Difference between Exchange Databases Physical and Logical Corruption

 

Physical corruption – when the database from an ESE structure is no longer valid in some way

Logical corruption – when the data within the database is no longer valid, but the structure from an ESE perspective is valid

 

Physical corruption cannot replicate. It’s simply not possible with Exchange replication process. Exchange performs a multi-step process to validate the healthiness of the log file prior to replay on the passive copies (in fact Exchange even validates a log file after it is closed on the source now in SP1).

 

 

Logical corruption can replicate. So how can do you deal with logical corruption?
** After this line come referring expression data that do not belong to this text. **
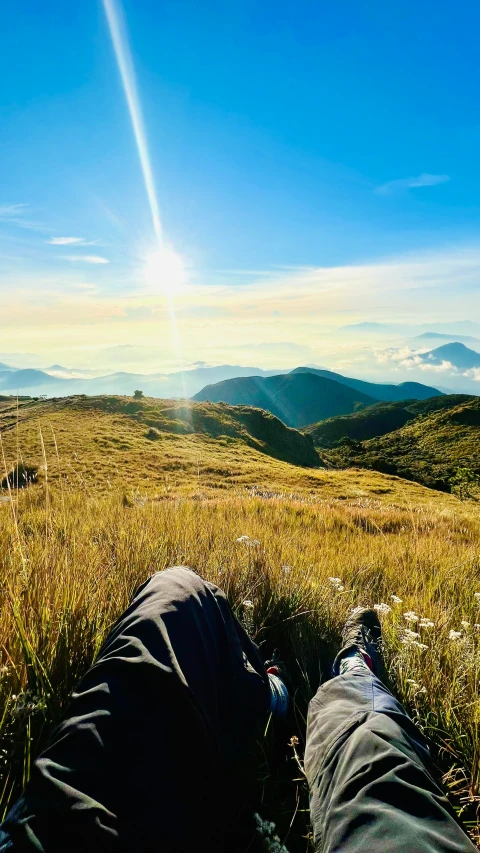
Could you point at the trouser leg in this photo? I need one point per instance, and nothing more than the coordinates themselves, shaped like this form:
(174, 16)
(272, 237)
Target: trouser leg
(372, 786)
(147, 756)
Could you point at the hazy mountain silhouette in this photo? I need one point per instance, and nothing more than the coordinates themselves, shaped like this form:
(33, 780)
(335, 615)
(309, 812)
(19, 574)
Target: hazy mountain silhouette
(456, 354)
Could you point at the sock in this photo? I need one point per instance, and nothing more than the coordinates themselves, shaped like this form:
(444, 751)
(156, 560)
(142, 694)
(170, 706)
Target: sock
(353, 659)
(278, 696)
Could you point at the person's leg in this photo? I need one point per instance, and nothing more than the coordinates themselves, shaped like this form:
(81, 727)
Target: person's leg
(147, 756)
(372, 785)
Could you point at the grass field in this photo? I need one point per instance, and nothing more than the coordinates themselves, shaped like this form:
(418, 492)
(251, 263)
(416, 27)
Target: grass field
(110, 507)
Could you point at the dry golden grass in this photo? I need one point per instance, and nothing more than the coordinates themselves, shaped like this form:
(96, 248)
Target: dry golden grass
(103, 518)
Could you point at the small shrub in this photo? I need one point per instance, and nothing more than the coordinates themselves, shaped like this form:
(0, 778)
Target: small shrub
(153, 434)
(21, 477)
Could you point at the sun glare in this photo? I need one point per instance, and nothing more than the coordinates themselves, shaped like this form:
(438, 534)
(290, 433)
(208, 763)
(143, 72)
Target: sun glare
(165, 271)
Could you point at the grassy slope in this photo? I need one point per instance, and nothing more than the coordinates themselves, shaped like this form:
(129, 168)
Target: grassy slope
(428, 449)
(297, 398)
(74, 547)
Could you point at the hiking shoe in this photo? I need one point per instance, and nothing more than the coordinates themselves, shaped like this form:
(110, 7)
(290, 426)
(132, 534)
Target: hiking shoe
(361, 633)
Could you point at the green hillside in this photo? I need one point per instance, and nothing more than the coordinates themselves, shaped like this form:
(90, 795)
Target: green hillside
(429, 449)
(403, 391)
(378, 420)
(296, 398)
(115, 424)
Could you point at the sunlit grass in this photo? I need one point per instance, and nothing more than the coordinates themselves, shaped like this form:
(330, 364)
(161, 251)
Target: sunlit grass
(72, 551)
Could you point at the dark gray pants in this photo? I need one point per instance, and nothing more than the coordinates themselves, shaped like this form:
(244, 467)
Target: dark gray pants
(372, 786)
(150, 755)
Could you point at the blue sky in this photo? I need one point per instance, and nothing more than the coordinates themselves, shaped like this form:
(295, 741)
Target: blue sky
(285, 138)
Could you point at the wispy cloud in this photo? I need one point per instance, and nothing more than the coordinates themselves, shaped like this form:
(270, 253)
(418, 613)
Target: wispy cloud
(9, 210)
(423, 180)
(88, 259)
(70, 241)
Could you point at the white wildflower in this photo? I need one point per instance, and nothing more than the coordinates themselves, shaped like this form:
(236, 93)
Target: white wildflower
(382, 608)
(411, 616)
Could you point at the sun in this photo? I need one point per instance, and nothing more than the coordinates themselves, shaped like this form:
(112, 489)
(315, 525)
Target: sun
(165, 271)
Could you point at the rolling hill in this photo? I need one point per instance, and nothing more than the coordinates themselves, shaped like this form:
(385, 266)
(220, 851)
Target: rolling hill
(147, 427)
(403, 391)
(297, 398)
(428, 449)
(378, 420)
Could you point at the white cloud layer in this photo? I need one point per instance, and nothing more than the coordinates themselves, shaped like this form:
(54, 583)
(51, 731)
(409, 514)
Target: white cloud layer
(68, 241)
(88, 259)
(423, 180)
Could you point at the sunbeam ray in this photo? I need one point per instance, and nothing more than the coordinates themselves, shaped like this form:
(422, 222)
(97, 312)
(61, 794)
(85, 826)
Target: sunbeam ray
(127, 74)
(165, 266)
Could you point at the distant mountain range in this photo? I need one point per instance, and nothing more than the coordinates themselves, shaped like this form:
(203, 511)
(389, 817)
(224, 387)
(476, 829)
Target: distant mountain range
(456, 354)
(435, 337)
(56, 381)
(296, 398)
(378, 420)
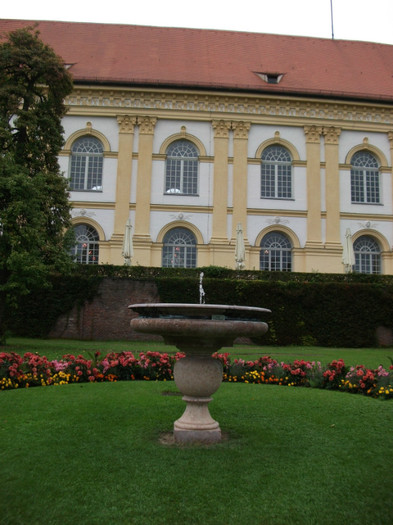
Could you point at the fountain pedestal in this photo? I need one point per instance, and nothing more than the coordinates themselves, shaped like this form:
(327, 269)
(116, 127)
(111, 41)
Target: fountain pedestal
(197, 378)
(198, 331)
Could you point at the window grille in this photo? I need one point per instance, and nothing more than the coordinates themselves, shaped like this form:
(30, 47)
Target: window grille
(181, 172)
(276, 253)
(276, 173)
(364, 178)
(86, 165)
(179, 250)
(86, 250)
(367, 255)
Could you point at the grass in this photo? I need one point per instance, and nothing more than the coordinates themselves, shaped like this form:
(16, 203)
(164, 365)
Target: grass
(91, 454)
(55, 349)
· You can move the mailbox, thereby deleting the bad data. Useful, especially when logical corruption occurred outside the backup retention window.

· You can use single item recovery and restore the original item. Useful when editing message caused corruption (client app caused corruption scenario).

· You can use the Calendar Repair Assistant to detect and correct inconsistencies that occur for single and recurring meeting items for mailboxes homed on that Mailbox server so that recipients won't miss meeting announcements or have unreliable meeting information.

· You can use New-MailboxRepairRequest which can address corruptions with search folders, item counts, folder views, and parent/child folder issues.

· You can maintain an Exchange backup (VSS backup or lagged copy if backup retention window is between 0 and 14 days).